In other words, we’ve got a protagonist who’s demonstrably incapable of dealing with the movie around him, yet he’s supposed to remain sympathetic and compelling all throughout the movie around him. More experienced and talented filmmakers than Souza have tried and failed at striking that balance.
Lucas is a protagonist with basically zero agency, which is always a fatal error. He barely ever contributes to the plot unless he’s making some mistake or getting into some trouble that Rust has to save him from. Yes, it’s totally understandable that a 13-year-old boy could not reasonably be expected to deal with this situation. Yes, I understand how such a young boy would be upset and even a little bit whiny about running away from home and toward an uncertain future because of some accident that wasn’t even really his fault. Even so, there comes a point when we expect to see our protagonist grow and develop.
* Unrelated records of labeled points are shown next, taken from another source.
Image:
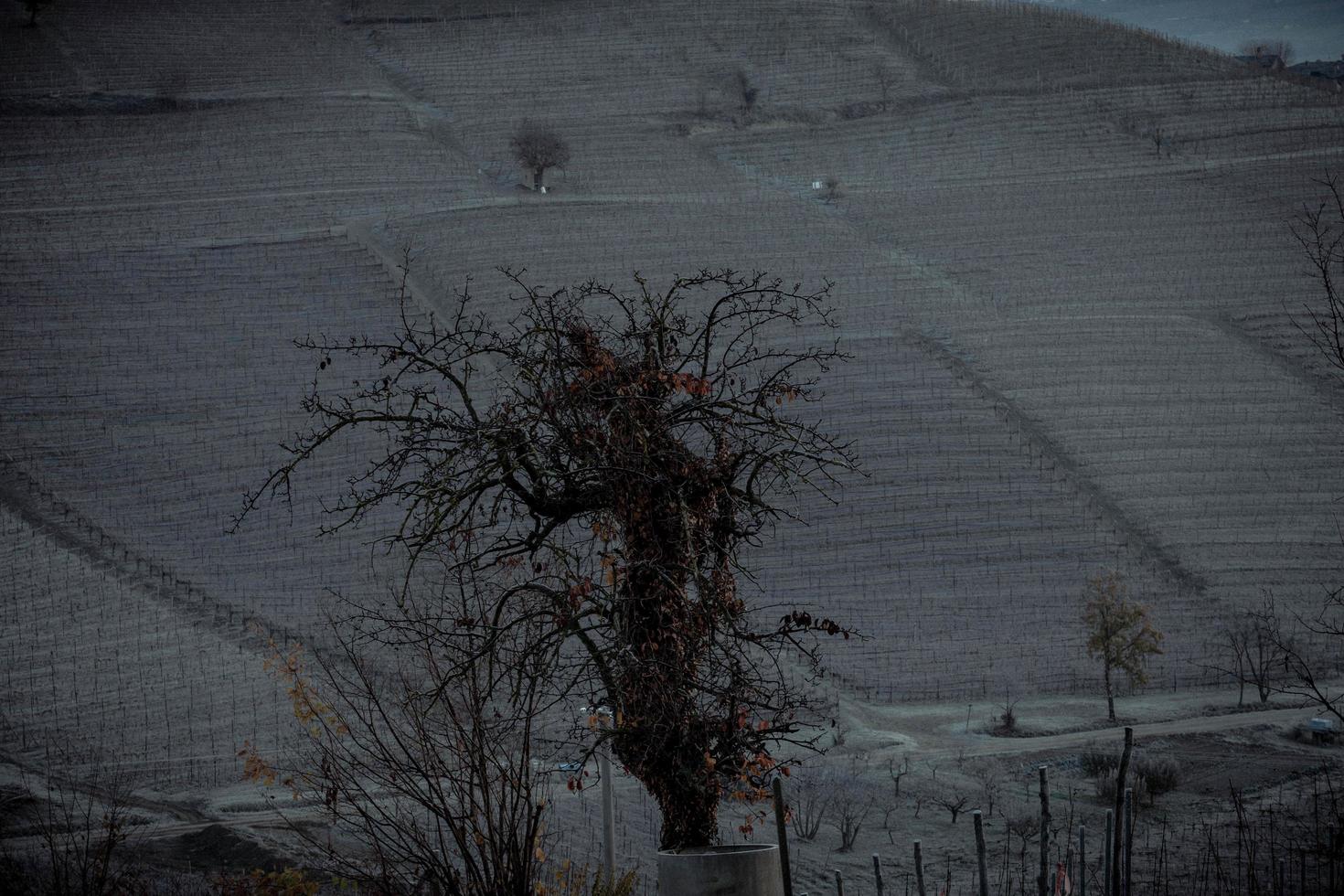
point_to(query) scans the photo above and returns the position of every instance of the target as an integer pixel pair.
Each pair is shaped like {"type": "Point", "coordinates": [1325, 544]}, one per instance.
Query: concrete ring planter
{"type": "Point", "coordinates": [749, 869]}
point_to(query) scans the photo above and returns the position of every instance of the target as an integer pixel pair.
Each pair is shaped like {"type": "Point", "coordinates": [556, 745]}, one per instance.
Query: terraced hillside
{"type": "Point", "coordinates": [1058, 249]}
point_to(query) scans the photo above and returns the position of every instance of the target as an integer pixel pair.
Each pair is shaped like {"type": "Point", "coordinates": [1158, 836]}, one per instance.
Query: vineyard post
{"type": "Point", "coordinates": [980, 853]}
{"type": "Point", "coordinates": [1106, 853]}
{"type": "Point", "coordinates": [1129, 838]}
{"type": "Point", "coordinates": [1043, 878]}
{"type": "Point", "coordinates": [1113, 887]}
{"type": "Point", "coordinates": [1083, 860]}
{"type": "Point", "coordinates": [784, 836]}
{"type": "Point", "coordinates": [603, 761]}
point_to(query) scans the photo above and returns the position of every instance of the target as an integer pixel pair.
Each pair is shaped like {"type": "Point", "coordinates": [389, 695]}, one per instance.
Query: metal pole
{"type": "Point", "coordinates": [980, 852]}
{"type": "Point", "coordinates": [783, 836]}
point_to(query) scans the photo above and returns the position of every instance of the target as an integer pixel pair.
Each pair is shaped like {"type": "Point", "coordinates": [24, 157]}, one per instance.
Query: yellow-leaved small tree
{"type": "Point", "coordinates": [1120, 633]}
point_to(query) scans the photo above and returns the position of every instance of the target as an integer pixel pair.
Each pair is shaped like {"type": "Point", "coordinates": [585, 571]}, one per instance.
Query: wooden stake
{"type": "Point", "coordinates": [1113, 885]}
{"type": "Point", "coordinates": [1043, 878]}
{"type": "Point", "coordinates": [980, 853]}
{"type": "Point", "coordinates": [1129, 837]}
{"type": "Point", "coordinates": [1106, 852]}
{"type": "Point", "coordinates": [783, 836]}
{"type": "Point", "coordinates": [1083, 861]}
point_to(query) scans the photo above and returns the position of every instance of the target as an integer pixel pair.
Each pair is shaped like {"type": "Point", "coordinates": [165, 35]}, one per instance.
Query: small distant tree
{"type": "Point", "coordinates": [537, 148]}
{"type": "Point", "coordinates": [1120, 633]}
{"type": "Point", "coordinates": [988, 776]}
{"type": "Point", "coordinates": [953, 801]}
{"type": "Point", "coordinates": [1320, 231]}
{"type": "Point", "coordinates": [812, 797]}
{"type": "Point", "coordinates": [849, 809]}
{"type": "Point", "coordinates": [884, 77]}
{"type": "Point", "coordinates": [1258, 647]}
{"type": "Point", "coordinates": [897, 774]}
{"type": "Point", "coordinates": [831, 191]}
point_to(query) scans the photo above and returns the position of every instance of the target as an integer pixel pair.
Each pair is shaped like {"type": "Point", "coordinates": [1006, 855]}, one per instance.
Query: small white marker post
{"type": "Point", "coordinates": [603, 766]}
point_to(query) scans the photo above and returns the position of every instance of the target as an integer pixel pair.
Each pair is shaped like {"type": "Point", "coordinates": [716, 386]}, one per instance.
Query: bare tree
{"type": "Point", "coordinates": [831, 192]}
{"type": "Point", "coordinates": [953, 801]}
{"type": "Point", "coordinates": [1320, 231]}
{"type": "Point", "coordinates": [898, 773]}
{"type": "Point", "coordinates": [988, 776]}
{"type": "Point", "coordinates": [537, 148]}
{"type": "Point", "coordinates": [812, 798]}
{"type": "Point", "coordinates": [33, 7]}
{"type": "Point", "coordinates": [851, 804]}
{"type": "Point", "coordinates": [1306, 675]}
{"type": "Point", "coordinates": [1120, 635]}
{"type": "Point", "coordinates": [745, 91]}
{"type": "Point", "coordinates": [612, 454]}
{"type": "Point", "coordinates": [421, 746]}
{"type": "Point", "coordinates": [1258, 645]}
{"type": "Point", "coordinates": [82, 816]}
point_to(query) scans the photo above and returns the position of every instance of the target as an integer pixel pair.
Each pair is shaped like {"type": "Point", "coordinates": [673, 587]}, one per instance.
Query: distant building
{"type": "Point", "coordinates": [1265, 59]}
{"type": "Point", "coordinates": [1331, 70]}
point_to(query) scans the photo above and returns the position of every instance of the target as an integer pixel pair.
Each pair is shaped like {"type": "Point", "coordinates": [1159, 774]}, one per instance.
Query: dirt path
{"type": "Point", "coordinates": [987, 746]}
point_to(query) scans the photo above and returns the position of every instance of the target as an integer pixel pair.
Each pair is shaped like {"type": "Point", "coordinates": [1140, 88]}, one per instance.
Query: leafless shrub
{"type": "Point", "coordinates": [1158, 774]}
{"type": "Point", "coordinates": [849, 807]}
{"type": "Point", "coordinates": [421, 739]}
{"type": "Point", "coordinates": [811, 804]}
{"type": "Point", "coordinates": [80, 812]}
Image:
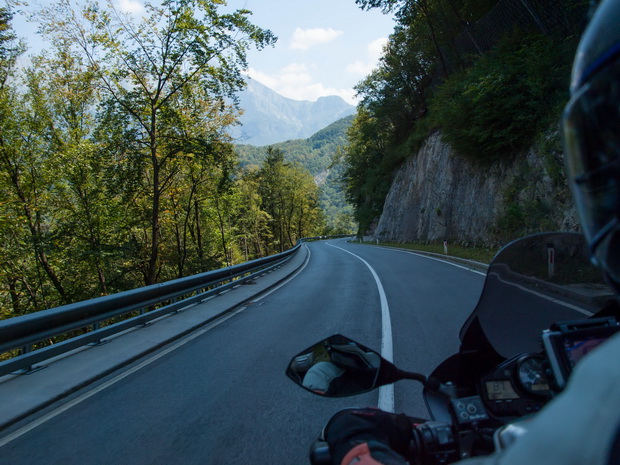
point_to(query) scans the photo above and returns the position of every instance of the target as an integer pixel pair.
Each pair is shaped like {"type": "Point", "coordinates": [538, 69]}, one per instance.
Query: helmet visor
{"type": "Point", "coordinates": [592, 143]}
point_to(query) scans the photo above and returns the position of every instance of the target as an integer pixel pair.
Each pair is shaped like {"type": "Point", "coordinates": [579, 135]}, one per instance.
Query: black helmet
{"type": "Point", "coordinates": [592, 136]}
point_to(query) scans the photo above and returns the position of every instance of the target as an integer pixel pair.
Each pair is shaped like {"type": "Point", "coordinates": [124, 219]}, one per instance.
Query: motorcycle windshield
{"type": "Point", "coordinates": [532, 283]}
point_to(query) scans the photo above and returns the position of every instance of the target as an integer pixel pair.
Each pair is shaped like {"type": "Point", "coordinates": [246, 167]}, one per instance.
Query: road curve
{"type": "Point", "coordinates": [223, 398]}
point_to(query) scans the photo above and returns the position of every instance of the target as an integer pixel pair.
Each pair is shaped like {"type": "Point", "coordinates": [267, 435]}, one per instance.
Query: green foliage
{"type": "Point", "coordinates": [499, 105]}
{"type": "Point", "coordinates": [115, 166]}
{"type": "Point", "coordinates": [490, 98]}
{"type": "Point", "coordinates": [320, 155]}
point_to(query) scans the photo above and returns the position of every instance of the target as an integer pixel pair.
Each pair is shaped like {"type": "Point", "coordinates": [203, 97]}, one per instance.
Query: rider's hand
{"type": "Point", "coordinates": [352, 427]}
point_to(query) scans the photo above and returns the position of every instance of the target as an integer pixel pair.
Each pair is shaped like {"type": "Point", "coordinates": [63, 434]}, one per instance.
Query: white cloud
{"type": "Point", "coordinates": [304, 39]}
{"type": "Point", "coordinates": [131, 6]}
{"type": "Point", "coordinates": [295, 82]}
{"type": "Point", "coordinates": [373, 53]}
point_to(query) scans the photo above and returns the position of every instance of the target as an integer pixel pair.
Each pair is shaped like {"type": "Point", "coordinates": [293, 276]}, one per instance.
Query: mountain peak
{"type": "Point", "coordinates": [269, 117]}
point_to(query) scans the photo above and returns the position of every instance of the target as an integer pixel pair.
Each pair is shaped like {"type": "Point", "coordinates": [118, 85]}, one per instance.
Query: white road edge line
{"type": "Point", "coordinates": [386, 393]}
{"type": "Point", "coordinates": [551, 299]}
{"type": "Point", "coordinates": [63, 408]}
{"type": "Point", "coordinates": [437, 260]}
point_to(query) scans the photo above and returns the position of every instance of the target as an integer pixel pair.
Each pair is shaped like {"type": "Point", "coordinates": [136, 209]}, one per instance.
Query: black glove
{"type": "Point", "coordinates": [351, 427]}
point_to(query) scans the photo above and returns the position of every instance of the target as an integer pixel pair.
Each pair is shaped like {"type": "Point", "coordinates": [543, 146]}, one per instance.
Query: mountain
{"type": "Point", "coordinates": [269, 117]}
{"type": "Point", "coordinates": [319, 155]}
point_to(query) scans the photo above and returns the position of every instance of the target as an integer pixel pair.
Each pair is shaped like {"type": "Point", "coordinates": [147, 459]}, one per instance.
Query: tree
{"type": "Point", "coordinates": [180, 61]}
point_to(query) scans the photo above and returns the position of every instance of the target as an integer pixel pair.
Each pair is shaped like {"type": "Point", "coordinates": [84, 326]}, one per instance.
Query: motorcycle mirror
{"type": "Point", "coordinates": [340, 367]}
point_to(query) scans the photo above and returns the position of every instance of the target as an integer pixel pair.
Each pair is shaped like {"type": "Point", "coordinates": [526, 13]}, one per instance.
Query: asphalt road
{"type": "Point", "coordinates": [223, 398]}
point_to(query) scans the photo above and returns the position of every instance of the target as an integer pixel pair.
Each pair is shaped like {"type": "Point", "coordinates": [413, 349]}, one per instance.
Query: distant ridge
{"type": "Point", "coordinates": [270, 118]}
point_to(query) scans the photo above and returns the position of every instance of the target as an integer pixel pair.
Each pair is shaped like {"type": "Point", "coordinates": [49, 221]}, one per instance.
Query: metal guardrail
{"type": "Point", "coordinates": [23, 332]}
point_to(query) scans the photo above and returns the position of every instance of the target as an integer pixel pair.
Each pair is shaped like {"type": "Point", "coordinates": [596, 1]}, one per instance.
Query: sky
{"type": "Point", "coordinates": [324, 47]}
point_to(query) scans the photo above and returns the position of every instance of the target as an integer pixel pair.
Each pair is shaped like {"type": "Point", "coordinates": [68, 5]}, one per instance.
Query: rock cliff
{"type": "Point", "coordinates": [437, 195]}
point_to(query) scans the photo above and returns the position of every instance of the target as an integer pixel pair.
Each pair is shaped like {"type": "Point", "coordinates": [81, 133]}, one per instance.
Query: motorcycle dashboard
{"type": "Point", "coordinates": [517, 387]}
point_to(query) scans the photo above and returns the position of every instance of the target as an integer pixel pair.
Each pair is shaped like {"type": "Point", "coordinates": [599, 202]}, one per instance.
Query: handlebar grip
{"type": "Point", "coordinates": [320, 453]}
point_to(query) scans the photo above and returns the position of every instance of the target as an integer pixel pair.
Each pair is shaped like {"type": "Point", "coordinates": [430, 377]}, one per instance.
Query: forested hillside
{"type": "Point", "coordinates": [116, 170]}
{"type": "Point", "coordinates": [490, 76]}
{"type": "Point", "coordinates": [321, 155]}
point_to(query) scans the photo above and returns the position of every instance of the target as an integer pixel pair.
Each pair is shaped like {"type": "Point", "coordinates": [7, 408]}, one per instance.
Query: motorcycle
{"type": "Point", "coordinates": [542, 308]}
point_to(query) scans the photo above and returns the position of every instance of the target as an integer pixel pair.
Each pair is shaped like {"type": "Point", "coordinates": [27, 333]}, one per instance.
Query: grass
{"type": "Point", "coordinates": [479, 254]}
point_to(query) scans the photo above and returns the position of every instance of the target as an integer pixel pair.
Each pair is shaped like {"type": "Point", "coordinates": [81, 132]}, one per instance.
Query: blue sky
{"type": "Point", "coordinates": [325, 47]}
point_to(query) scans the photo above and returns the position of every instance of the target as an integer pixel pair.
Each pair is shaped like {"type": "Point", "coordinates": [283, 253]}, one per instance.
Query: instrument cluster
{"type": "Point", "coordinates": [517, 387]}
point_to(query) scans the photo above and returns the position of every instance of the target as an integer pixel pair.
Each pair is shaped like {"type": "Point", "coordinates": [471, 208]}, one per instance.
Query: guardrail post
{"type": "Point", "coordinates": [98, 342]}
{"type": "Point", "coordinates": [28, 369]}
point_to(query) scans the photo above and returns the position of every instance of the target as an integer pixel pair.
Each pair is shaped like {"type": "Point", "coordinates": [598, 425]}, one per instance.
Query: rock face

I can only watch so many scenes of Rust calling his grandson a hapless dumbass before it gets old.
To be entirely fair, Lucas got into this whole mess precisely because he raised a gun to defend himself. As such, it might be understandable why he’d be hesitant to use violence again. Trouble is, the film never goes there. The closest we get is Lucas’ observation that literally anyone who picks up his great-granddaddy’s rifle ends up getting destroyed by it.
In theory, I like the idea of a particular rifle used as a symbol of violence. In practice, the rifle tends to cause fatal misfortune in highly specific and peculiar ways. While I’m sure the intended message was something to the effect of “violence always cuts both ways”, the conveyed message is more to the effect of “this particular gun is goddamn cursed.”
With all of that said, the film is undeniably gorgeous. Every frame is a work of art, from start to finish. It’s abundantly clear that this was made and completed in tribute to a great cinematographer gone far too soon. I might also add that for all my complaints about the bloated plot, the various storylines all dovetail together beautifully for a climax that’s great fun to watch.
The bottom line here is that in so many ways, Rust flew too close to the sun. This was a highly ambitious movie that set out to be a western epic drama about crime and punishment, good and evil, sin and redemption, violence and compassion. Unfortunately, while the broad strokes are all marvelous, it suffers in the fine details, I don’t know that a larger budget would’ve helped, but a cast of stronger actors certainly wouldn’t have hurt.
Everything about this movie comes down to an auteur punching above his weight class as a writer/director and an actor punching above his weight as a producer. If Souza had given the script another polish and handed it off to a more experienced director, things likely would’ve turned out much differently. As it is, the behind-the-scenes drama and tragedy turned out to be the most interesting thing about this movie, and that’s a damn shame.